Libya seeks Russian help
Libyan Prime Minister Fayez Seraj of the U.N.-backed government in Tripoli had said that he would like Russia to help overcome deadlock in the country, which was struggling with divisions among militias and an Islamist militant threat. In an interview with Reuters, Seraj expressed hope that Moscow might act as an intermediary between him and Khalifa Haftar, a military commander who was supported by factions based in the east of Libya. Seraj's Government of National Accord had been trying to formulate plans for unified Libyan security forces since arriving in Tripoli in March, but had made little progress. Neighbouring Egypt talked this month to the Tripoli and eastern factions, which were both vying for control of the whole country. However, it failed to engineer a meeting between the two key figures, Seraj and Haftar. Asked whether Moscow could become a useful intermediary to pass on political messages or pressure to Haftar, Seraj said"Yes". Seraj had already held talks with Russian Foreign Minister Sergei Lavrov and Moscow's ambassador in Libya. Egyptian sources had said Seraj and Haftar agreed to honour a plan for creating a joint committee to negotiate reconciliation and elections by February 2018. But Seraj said: "There was no agreement in Cairo... Unfortunately the other side remains stubborn in rejecting dialogue."
Juncker advocates stiff stance
European Commission President Jean-Claude Juncker had said that Europe must not cave in to U.S demands to raise military spending, arguing that development and humanitarian aid could also count as security. U.S. President Donald Trump had raised questions about his commitment to the NATO defence alliance if European countries did not raise defence spending to 2 percent of economic output. The United States was paying 70 percent of alliance funds. U.S. Defence Secretary Jim Mattis had warned North Atlantic Treaty Organization allies that they must honour military spending pledges to make sure the United States did not moderate its support. Juncker said in a speech on the sidelines of the international Munich Security Conference "It has been the American message for many, many years. I am very much against letting ourselves be pushed into this," . He said he knew that Germany would no longer have a budget surplus if it increased defence spending to 2 percent of GDP from 1.22 percent. "I don't like our American friends narrowing down this concept of security to the military," he said, arguing it would be sensible to look at a "modern stability policy" made up of several components. Juncker said that if one looked at what Europe was doing in defence plus development aid, plus humanitarian aid, the comparison with the United States would look rather different. Modern politics could not just be about raising defence spending.

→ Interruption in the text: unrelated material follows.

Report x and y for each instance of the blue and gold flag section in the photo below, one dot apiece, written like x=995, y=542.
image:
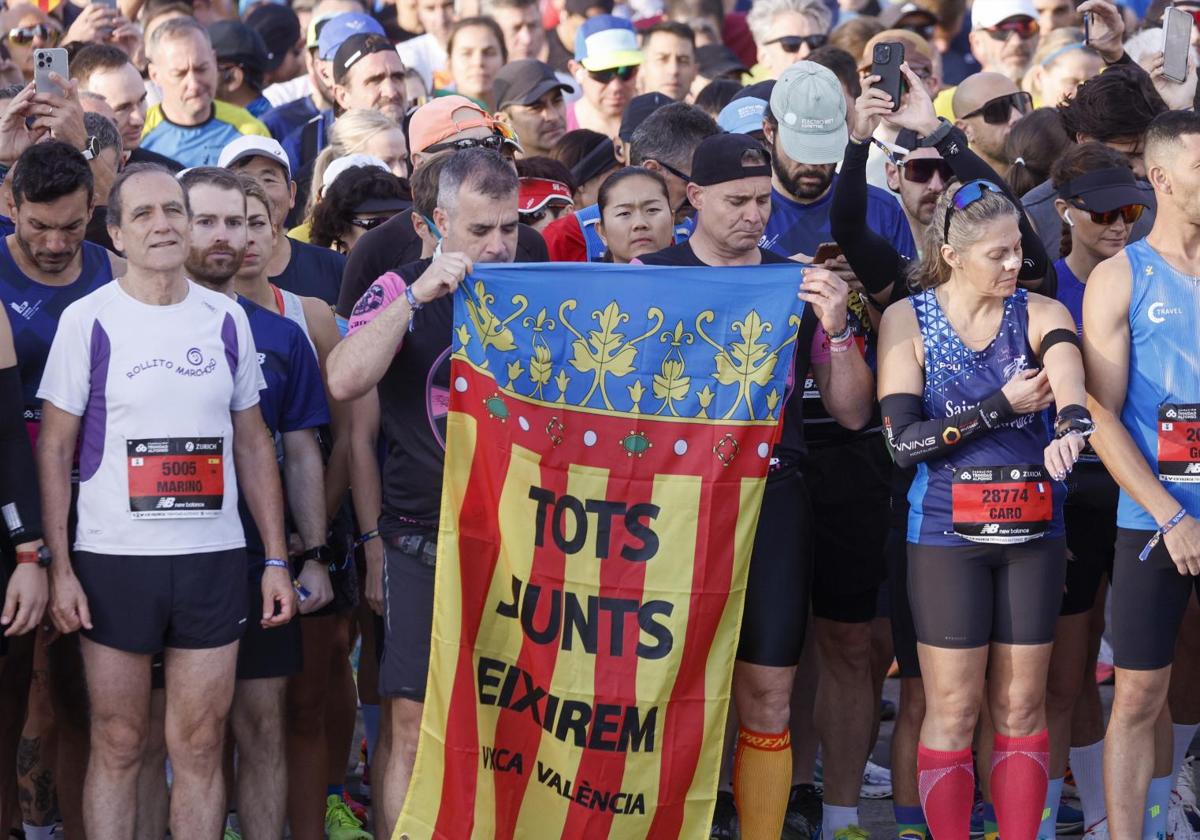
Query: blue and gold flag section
x=607, y=444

“What’s he been smoking” asks Carl Bildt
Former Swedish Foreign Minister Carl Bildt had tweeted "Sweden? Terror attack? What has he been smoking? Questions abound," . The tweet came after U.S. President Donald Trump's suggested that Sweden experienced an immigration-related security incident. His comment prompted a baffled response from the Scandinavian country as diplomats asked for an explanation and citizens responded with amusement. Trump, who in his first weeks in office had tried to sharply tighten U.S. borders on national security grounds, cited Sweden as a country that had experienced problems with immigrants. He told a rally "You look at what's happening last night in Sweden," Trump said. "Sweden. Who would believe this? Sweden. They took in large numbers. They're having problems like they never thought possible." That appeared to confuse the Swedish government, which asked the U.S. State Department to explain what the new President meant. Swedish news sources made no mention of a recent terrorism attack or other high-profile crime in the country. "Nothing spectacular happened in Sweden on Friday," wrote the Local, an English-language website in Sweden. Swedish Foreign Minister Margot Wallstrom appeared to respond to Trump's latest statement by posting on Twitter an excerpt of a recent speech in which she said democracy and diplomacy "require us to respect science, facts and the media." Other Swedes mocked Trump's remark on Twitter using the hashtag #LastNightInSweden, posting pictures of reindeer, Swedish meatballs and people assembling the country's famous IKEA furniture.
Mogadishu car bombing
At least 14 people were killed on Sunday when a car packed with explosives blew up near a busy intersection in Mogadishu. The explosion was the first big attack in the Somali capital since the election of new President Mohamed Abdullahi Mohamed — nicknamed Farmajo — although several mortar blasts claimed by Al-Shabaab militants marked the official handover of power last week. Witnesses said the bombing targeted an intersection in southern Mogadishu's Madina district where soldiers, civilians and traders were present. AU troops drove Shabaab militants out of Mogadishu in August 2011 but the militants continued to control rural areas and launched repeated attacks in the capital.